ADTimeline - Active Directory forensics with replication metadata at the FIRST Technical Colloquium

The Forum of Incident Response and Security Teams (FIRST) Technical Colloquia & Symposia provides a discussion forum for FIRST member teams and invited guests to share information about vulnerabilities, incidents, tools and all other issues that affect the operation of incident response and security teams. ADTimeline, a forensic tool developed by ANSSI, was presented at the Amsterdam 2019 FIRST Technical Colloquium by Léonard Savina.

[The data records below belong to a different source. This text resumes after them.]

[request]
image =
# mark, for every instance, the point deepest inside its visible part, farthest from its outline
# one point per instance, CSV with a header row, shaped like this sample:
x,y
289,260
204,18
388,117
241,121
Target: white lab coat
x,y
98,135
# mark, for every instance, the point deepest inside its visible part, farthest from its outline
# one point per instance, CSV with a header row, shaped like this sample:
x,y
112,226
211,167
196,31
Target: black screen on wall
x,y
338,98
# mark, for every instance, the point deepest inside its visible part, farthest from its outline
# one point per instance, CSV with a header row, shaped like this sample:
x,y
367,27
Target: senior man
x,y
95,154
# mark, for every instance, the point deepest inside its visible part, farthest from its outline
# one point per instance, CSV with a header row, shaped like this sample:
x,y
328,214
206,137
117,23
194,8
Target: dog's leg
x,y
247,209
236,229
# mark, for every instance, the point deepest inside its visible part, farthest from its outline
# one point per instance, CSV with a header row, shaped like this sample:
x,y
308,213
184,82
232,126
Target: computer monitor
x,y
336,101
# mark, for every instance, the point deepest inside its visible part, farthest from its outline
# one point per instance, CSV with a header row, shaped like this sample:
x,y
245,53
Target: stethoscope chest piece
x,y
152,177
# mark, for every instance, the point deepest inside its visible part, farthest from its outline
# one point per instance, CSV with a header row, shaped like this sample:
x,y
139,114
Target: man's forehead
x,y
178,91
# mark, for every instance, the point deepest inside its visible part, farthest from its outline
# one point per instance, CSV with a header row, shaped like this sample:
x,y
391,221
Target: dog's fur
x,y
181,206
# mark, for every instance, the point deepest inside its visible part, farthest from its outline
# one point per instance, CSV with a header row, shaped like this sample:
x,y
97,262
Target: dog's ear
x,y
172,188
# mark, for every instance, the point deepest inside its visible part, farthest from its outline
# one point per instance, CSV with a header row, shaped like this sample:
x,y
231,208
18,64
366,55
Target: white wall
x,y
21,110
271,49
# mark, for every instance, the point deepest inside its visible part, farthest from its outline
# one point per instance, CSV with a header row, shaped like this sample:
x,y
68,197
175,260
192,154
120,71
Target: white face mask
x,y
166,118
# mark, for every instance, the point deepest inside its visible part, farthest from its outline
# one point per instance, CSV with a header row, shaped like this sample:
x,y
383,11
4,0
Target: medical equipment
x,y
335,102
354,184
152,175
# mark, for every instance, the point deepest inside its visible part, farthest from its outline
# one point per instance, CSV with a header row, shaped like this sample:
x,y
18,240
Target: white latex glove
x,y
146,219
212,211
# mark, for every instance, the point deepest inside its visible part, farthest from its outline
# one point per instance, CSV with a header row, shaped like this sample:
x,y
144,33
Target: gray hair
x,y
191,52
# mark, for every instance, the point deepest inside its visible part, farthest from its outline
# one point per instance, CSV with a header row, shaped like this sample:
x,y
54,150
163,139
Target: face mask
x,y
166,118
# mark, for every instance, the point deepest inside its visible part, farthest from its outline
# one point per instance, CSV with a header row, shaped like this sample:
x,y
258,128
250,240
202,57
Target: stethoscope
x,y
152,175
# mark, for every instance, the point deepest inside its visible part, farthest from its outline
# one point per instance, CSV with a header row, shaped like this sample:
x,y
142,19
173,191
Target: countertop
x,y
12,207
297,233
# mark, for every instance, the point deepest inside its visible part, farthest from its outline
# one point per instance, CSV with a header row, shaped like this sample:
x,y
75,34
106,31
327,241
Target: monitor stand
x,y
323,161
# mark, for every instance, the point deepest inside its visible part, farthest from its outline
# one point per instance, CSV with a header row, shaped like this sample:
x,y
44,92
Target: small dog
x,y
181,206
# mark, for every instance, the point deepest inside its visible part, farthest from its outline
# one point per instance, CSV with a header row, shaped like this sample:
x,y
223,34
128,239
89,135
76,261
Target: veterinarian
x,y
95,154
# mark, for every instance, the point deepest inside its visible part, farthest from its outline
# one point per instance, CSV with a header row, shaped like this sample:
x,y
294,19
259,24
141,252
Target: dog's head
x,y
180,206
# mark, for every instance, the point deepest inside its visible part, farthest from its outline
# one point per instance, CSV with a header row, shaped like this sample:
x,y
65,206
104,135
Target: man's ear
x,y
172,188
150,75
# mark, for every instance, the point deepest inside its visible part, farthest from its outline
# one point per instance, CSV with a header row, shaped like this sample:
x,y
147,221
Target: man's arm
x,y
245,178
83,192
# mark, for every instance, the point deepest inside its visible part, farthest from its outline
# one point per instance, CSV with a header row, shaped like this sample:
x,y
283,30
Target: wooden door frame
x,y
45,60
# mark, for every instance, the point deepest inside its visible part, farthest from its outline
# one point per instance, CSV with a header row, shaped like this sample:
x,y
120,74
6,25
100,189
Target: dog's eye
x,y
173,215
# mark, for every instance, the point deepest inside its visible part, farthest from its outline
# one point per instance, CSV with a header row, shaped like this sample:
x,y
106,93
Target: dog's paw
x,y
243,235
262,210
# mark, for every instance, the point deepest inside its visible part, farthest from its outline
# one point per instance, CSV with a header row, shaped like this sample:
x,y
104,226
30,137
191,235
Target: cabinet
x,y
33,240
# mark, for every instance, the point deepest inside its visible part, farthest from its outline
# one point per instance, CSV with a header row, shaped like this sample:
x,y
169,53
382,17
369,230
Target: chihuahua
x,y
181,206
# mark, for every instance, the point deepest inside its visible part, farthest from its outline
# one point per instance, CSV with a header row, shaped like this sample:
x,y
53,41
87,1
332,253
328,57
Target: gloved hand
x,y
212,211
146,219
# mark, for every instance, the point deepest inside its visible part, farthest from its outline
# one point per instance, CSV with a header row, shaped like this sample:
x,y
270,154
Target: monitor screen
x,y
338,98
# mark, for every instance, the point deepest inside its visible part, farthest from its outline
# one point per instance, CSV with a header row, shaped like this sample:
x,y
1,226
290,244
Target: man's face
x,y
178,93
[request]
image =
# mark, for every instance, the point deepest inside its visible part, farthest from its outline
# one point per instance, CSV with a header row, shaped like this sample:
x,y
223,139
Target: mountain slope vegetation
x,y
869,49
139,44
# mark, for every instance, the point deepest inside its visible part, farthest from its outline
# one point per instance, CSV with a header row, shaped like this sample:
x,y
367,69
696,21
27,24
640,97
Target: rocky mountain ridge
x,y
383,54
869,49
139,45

Active Directory is a critical infrastructure service; it therefore needs to be highly available. A key process to achieve this is the replication of the Active Directory database between Domain Controllers. This replication mechanism generates metadata storing information about modifications occurring on the object's attributes in the directory.

Active Directory modifications are recorded in the Domain Controllers Windows event logs but its scope depends on the auditing strategy configured. Unfortunately, those events are too rarely centralized, analyzed and archived. As a consequence, replication metadata is often the only artefact left for the forensic analyst to characterize changes made on the Active Directory.

Replication metadata gives you the time at which each replicated attribute for a given object was last changed. As a result, the timeline of modifications is partial. For each modification of a replicated attribute a version number is incremented.

The ADTimeline tool, written in PowerShell, was designed not only for forensics analysts but also for system administrators, enabling them to more easily spot modifications which are not compliant with their procedures. The tool, which is available on the agency’s Github, can run against a live Active Directory or process an Active Directory database extracted from a disk image and mounted on an analysis machine.